Notice with Moses, he said, “I can’t do it.” God did not take well to that. Because, you see, if you are obedient, God will give you what you need. You could say, “I’m not gifted enough. I’m not smart enough. I’m not qualified.” Well, there’s a quote that’s out there on the internet, a lot of people like to say, “God doesn’t call the qualified. He qualifies the called.”

You don’t have to be qualified. You don’t have to have everything already at the get-go. You just need to be obedient and willing. You have to say Yes, and then you get on with the business, and God will provide.

Because, you see, “I am” is powerful. He is a God who supplies. He gives you His name, His power, His provision to succeed in His mission. He has given us Christ and the Holy Spirit, the Holy Spirit living within us.

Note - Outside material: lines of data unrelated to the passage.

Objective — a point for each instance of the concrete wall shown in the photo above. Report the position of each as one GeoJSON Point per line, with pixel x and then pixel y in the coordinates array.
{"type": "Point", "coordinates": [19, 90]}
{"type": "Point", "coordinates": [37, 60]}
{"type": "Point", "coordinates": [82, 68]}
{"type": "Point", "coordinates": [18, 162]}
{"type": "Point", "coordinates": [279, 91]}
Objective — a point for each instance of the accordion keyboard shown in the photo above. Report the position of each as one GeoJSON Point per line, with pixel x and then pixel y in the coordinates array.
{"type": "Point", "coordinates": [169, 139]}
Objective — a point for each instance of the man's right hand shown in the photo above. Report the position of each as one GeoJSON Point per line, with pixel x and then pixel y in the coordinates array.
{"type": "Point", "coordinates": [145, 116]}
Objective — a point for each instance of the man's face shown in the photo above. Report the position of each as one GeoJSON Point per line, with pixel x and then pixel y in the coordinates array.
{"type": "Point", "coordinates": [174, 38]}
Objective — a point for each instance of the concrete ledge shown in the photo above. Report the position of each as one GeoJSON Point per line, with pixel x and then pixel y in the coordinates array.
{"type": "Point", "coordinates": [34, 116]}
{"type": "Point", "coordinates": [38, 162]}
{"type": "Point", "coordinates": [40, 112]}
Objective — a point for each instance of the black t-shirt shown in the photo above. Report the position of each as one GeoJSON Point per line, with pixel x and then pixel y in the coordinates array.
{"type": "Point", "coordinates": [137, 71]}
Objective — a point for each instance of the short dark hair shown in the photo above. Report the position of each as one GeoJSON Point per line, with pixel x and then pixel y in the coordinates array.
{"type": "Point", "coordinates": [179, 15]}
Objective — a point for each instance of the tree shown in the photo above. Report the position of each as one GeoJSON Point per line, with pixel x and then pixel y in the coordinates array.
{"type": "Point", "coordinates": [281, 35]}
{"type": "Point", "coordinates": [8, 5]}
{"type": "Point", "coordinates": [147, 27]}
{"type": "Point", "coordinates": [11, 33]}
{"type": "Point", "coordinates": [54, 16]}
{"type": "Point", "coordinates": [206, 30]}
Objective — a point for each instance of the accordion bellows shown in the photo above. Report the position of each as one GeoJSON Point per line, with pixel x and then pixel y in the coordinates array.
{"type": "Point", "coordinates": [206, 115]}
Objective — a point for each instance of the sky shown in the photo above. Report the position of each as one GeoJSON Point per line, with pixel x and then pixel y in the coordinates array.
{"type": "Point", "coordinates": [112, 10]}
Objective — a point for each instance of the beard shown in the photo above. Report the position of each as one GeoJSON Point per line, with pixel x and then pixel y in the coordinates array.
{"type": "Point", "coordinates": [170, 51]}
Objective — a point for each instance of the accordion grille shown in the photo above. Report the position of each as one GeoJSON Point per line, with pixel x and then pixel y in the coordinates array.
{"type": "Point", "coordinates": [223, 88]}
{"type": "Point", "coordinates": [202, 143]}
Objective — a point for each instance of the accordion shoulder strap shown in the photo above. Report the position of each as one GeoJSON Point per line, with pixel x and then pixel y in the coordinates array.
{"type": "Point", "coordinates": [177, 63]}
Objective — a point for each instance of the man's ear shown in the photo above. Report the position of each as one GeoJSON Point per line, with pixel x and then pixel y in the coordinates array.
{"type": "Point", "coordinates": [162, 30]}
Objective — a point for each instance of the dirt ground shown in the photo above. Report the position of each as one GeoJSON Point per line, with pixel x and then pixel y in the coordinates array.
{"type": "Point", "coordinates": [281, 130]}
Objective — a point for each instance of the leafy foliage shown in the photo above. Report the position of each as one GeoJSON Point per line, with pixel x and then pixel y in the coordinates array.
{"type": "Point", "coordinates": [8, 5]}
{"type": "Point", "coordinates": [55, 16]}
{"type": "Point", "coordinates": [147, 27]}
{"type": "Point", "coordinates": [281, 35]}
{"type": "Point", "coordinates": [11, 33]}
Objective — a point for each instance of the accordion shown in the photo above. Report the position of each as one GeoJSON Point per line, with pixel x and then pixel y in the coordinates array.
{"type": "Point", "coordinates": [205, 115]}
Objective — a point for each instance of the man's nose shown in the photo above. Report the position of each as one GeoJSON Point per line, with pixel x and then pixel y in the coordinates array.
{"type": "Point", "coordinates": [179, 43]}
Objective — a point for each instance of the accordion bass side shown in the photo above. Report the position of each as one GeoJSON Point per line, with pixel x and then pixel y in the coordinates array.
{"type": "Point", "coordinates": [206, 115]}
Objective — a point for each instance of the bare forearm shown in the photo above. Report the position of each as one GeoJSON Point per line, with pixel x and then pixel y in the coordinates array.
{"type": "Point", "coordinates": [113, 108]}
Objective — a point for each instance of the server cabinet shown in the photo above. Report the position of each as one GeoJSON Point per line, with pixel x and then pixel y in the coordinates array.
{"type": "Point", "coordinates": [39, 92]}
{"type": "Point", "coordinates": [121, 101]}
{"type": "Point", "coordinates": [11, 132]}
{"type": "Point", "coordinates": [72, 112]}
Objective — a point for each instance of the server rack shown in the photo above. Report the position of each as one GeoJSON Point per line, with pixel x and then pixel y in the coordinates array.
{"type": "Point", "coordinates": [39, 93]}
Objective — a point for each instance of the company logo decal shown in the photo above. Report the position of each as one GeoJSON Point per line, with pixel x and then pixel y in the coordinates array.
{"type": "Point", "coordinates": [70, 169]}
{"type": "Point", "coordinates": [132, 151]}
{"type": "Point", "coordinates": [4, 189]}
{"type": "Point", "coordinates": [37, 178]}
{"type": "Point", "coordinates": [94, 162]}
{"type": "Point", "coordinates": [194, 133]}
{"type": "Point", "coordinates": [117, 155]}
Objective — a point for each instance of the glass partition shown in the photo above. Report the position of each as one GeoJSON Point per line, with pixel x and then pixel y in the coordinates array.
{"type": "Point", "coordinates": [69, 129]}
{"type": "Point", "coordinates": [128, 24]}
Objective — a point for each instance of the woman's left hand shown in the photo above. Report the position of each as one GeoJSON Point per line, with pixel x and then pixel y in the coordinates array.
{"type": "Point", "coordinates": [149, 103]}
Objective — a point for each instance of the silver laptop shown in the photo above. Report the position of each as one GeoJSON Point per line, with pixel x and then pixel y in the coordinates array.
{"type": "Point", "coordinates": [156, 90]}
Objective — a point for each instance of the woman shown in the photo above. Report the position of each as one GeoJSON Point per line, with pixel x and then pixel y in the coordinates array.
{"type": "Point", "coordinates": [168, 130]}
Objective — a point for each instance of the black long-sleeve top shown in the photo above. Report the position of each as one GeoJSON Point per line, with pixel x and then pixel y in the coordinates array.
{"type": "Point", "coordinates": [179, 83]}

Ultimately, following God and putting our trust in Him alone boils down to whether or not we believe that He is who He says that He is. “I am.” The self-existent one. That all of life and history is truly in His hands and under His care.

There’s a kids song “He’s Got the Whole World in His Hands” and that may be easy to sing. But do you actually believe Yahweh can handle it? That might be a different story.

If you have stuck God in a box, it’s unlikely you’re ever going to see how awesome He is. You need to let Him out of it. I mean, if the grave couldn’t hold Him, what makes you think your lack of faith can? Let go, and let God show you who He is.

And as He told Moses, there at the very end of that clip, through you He will do wonders. All you’ll be able to do is stand back and give praise to God, who loves you, and whose greatness is without parallel. May you take joy in the presence and the knowledge of knowing “I am.”

In the name of the Father, the Son, and the Holy Ghost. Amen.